Explicando a dinâmica do evento Rosa Pereira, disse que o principal objetivo do encontro, foi incentivar o protagonismo dos jovens, sendo eles mesmos, os atores e apresentadores do evento. Segundo ela: cabia aos jovens o controle do tempo de cada orador, além da elaboração das perguntas para serem respondidas pelos palestrantes.  “O objetivo foi favorecer o protagonismo juvenil a partir da elaboração e mediação das perguntas, oportunizar os participantes do Serviço de Convivência e Fortalecimento de Vínculos de 15 a 17 anos se apropriarem da temática e alcançarem um nível de entendimento satisfatório longe do senso comum e das falas equivocadas e tendenciosas. Acabar com a reprodução do discurso majoritário e preconceituoso amplamente propagado pelos principais veículos midiáticos”.

Segundo Rogério Nascimento, falar dos Serviços Sociosassistencias, nos temos que nos reportar as conquistas da sociedade com o fenômeno da primeira, segunda, terceira geração, contudo a doutrinadores que existem direitos da quarta e quinta geração. “A primeira geração dos direitos seria a dos direitos civis e políticos; a segunda geração, por sua vez, seria a dos direitos econômicos, sociais e culturais, baseados na igualdade; e da terceira geração, dos direitos de solidariedade, em especial o direito ao desenvolvimento, à paz e ao meio ambiente. Hoje com a universalização do ensino fundamental e médio, temos oportunidade de estudar, mas ainda a forte descriminação as camadas pobres da sociedade, especificamente o negro em nossa sociedade”, salientou.

O advogado Andre Barros, se posicionou contra a maioridade penal, com argumento que as nossas prisões estariam lotadas e não resolveria o problema da violência, já que os presídios são verdadeiras fabricas de formação de marginais. “Reforçar a discriminação aos jovens como querem as elites, só piora a situação da juventude que estão à margem do direito. Embora a Constituição prevê a garanta do contraditório e a ampla defesa. Isso só acontece para os ricos que podem pagar bons advogados, ao contrario da grande maioria da população que é exterminada e encarcerada sem o direito a defesa, como preceitua a constituição. Sou contra a maioridade penal, pois entendo que ela tem como objetivo fim, a perpetuação das desigualdades e não resolve a situação da violência”, concluiu.

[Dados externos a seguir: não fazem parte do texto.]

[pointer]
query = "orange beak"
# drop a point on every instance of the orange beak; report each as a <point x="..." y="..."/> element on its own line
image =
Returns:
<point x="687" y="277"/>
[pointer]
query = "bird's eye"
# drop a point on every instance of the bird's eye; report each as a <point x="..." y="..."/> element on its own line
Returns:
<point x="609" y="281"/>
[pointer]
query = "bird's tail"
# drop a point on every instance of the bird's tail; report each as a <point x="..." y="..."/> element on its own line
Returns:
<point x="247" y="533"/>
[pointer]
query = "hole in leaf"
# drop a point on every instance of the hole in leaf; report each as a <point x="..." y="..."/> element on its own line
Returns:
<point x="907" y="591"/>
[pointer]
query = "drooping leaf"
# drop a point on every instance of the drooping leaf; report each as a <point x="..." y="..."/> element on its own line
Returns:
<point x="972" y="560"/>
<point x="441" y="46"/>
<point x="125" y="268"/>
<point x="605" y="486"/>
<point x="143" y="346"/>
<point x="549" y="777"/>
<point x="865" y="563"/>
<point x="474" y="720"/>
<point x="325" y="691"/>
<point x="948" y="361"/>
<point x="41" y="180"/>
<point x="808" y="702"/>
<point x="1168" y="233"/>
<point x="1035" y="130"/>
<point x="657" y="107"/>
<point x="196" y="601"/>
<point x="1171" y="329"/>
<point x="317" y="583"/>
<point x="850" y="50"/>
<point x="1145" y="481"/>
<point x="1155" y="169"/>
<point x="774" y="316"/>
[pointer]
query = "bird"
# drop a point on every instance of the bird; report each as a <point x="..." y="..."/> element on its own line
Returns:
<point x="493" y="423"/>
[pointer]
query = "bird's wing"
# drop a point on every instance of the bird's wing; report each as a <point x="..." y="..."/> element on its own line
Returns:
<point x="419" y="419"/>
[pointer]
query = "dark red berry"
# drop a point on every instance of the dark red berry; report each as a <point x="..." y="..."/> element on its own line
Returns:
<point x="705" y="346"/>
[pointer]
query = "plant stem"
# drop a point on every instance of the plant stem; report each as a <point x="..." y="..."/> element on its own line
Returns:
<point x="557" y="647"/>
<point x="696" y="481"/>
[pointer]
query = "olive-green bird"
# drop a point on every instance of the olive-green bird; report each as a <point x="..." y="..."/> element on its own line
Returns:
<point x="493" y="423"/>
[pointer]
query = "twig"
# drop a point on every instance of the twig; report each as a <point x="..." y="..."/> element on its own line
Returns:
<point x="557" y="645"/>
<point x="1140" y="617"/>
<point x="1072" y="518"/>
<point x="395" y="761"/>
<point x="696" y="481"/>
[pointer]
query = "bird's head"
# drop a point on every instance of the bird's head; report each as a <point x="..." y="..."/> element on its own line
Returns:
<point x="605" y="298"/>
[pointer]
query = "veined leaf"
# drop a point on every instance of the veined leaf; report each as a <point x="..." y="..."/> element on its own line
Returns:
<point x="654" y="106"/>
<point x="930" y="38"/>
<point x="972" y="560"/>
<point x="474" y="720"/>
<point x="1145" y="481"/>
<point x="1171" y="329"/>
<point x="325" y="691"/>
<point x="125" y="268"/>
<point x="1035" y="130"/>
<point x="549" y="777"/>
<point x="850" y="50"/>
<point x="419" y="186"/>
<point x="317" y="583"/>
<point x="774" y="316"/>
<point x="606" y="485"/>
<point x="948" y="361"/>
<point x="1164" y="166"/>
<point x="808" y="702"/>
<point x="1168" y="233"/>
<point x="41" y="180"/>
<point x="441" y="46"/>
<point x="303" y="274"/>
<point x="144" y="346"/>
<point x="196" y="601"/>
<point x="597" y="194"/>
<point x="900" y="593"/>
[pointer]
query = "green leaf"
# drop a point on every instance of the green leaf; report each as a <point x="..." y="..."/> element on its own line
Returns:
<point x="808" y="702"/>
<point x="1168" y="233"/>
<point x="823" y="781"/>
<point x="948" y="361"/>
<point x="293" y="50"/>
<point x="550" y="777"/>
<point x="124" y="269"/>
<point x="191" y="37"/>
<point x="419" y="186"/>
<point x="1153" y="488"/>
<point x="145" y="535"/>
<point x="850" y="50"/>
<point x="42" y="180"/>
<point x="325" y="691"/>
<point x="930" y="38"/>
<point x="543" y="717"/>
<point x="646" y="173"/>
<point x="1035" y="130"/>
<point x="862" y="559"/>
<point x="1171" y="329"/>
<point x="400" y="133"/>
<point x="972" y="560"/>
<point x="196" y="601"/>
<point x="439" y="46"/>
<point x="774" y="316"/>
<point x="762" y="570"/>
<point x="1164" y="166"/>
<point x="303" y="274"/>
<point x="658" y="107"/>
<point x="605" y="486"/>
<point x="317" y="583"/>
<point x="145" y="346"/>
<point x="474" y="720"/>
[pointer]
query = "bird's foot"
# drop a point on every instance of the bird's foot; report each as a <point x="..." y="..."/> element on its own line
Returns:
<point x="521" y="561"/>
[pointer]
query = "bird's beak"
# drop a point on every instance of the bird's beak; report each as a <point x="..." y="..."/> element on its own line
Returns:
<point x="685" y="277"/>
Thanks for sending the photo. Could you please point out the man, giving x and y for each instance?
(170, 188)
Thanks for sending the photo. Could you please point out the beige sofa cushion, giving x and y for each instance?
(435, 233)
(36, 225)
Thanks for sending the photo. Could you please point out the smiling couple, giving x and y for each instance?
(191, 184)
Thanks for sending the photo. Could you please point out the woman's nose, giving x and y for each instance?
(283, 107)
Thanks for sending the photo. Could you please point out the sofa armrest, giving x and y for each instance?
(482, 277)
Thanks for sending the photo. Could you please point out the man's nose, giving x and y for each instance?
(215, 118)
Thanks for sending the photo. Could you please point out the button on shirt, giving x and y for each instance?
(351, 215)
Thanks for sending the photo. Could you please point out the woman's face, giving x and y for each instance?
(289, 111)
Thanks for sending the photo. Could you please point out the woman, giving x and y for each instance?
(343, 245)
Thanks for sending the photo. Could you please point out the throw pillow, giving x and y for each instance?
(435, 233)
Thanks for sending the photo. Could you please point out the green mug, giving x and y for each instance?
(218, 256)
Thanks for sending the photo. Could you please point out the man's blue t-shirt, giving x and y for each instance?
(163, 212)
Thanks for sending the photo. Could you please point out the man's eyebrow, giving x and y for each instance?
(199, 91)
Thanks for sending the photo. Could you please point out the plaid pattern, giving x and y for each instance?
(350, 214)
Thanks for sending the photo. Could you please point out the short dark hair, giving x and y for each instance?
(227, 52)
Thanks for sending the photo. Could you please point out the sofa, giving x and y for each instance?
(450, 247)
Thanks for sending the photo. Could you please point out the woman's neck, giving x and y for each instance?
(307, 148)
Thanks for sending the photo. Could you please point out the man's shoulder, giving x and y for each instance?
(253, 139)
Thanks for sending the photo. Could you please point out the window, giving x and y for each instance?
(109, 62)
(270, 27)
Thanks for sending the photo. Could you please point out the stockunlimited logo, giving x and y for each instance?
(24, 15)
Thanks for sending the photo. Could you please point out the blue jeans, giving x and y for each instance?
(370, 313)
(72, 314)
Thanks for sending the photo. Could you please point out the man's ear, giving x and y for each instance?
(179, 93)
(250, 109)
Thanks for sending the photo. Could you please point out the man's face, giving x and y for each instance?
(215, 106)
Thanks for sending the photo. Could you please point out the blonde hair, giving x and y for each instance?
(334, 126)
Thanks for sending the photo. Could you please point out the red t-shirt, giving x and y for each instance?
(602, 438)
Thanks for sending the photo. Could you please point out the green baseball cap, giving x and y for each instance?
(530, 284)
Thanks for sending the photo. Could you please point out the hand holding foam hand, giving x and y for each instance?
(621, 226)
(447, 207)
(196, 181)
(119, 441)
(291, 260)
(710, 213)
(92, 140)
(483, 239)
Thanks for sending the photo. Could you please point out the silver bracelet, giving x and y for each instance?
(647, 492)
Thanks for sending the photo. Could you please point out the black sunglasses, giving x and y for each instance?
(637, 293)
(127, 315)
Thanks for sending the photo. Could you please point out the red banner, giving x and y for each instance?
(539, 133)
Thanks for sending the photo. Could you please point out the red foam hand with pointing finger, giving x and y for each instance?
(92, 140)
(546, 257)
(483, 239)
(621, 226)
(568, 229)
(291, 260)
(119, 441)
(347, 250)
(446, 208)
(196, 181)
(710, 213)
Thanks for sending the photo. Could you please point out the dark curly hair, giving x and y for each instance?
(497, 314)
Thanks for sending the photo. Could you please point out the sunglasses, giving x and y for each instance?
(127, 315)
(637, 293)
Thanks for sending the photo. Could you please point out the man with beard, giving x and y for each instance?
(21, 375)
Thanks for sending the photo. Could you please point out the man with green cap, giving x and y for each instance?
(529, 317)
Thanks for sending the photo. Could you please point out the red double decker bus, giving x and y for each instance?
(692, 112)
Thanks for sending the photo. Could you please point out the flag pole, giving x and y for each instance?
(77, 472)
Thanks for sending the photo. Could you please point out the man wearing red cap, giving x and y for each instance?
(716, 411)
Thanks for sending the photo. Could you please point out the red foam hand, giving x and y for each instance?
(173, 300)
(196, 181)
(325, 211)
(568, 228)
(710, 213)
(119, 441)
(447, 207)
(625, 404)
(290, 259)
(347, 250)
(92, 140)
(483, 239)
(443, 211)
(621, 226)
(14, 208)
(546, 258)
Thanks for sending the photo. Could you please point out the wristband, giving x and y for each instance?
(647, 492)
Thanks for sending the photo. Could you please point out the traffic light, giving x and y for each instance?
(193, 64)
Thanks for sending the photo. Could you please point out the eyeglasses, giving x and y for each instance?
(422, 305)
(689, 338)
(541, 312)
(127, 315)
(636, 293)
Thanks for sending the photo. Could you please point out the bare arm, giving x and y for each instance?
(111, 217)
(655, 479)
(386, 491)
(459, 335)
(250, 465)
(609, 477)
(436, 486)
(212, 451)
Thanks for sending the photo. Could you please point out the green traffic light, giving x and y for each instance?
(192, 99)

Em seguida a explanação que estava reservada 20 minutos de falas para cada orador. O protocolo foi rompido com a explanação de Reinaldo Cunha, convidado para filmar e documentar o evento, que teceu comentários sobre os 450 anos de fundação da Cidade do Rio de Janeiro.   Segundo Reinaldo, as elites do Brasil excluem o protagonísmo dos Indígenas e dos Negros que construíram essa cidade.  Para ele, a sensação que passa é que a historiografia, a literatura oficial desconhecem a importância dos povos originários na construção da nossa cidade. “Nesse momento em que se comemora os 450 anos de fundação do Rio e a realização dos Jogos Olímpicos em 2016, a prefeitura do Rio não tem no seu calendário de festejos, homenagens ao verdadeiro povo carioca. Esquecem que muito dos conhecimentos que herdamos na matemática, astronomia, alimentos, benefícios das plantas, animais, e conhecimento do nosso eco sistema vieram com os saberes dos índios e negros”, concluiu.

Depois do debate, houve consagração dos presentes, com direito a abraço, beijos, fotografias e ao lanche para a alegria de todos.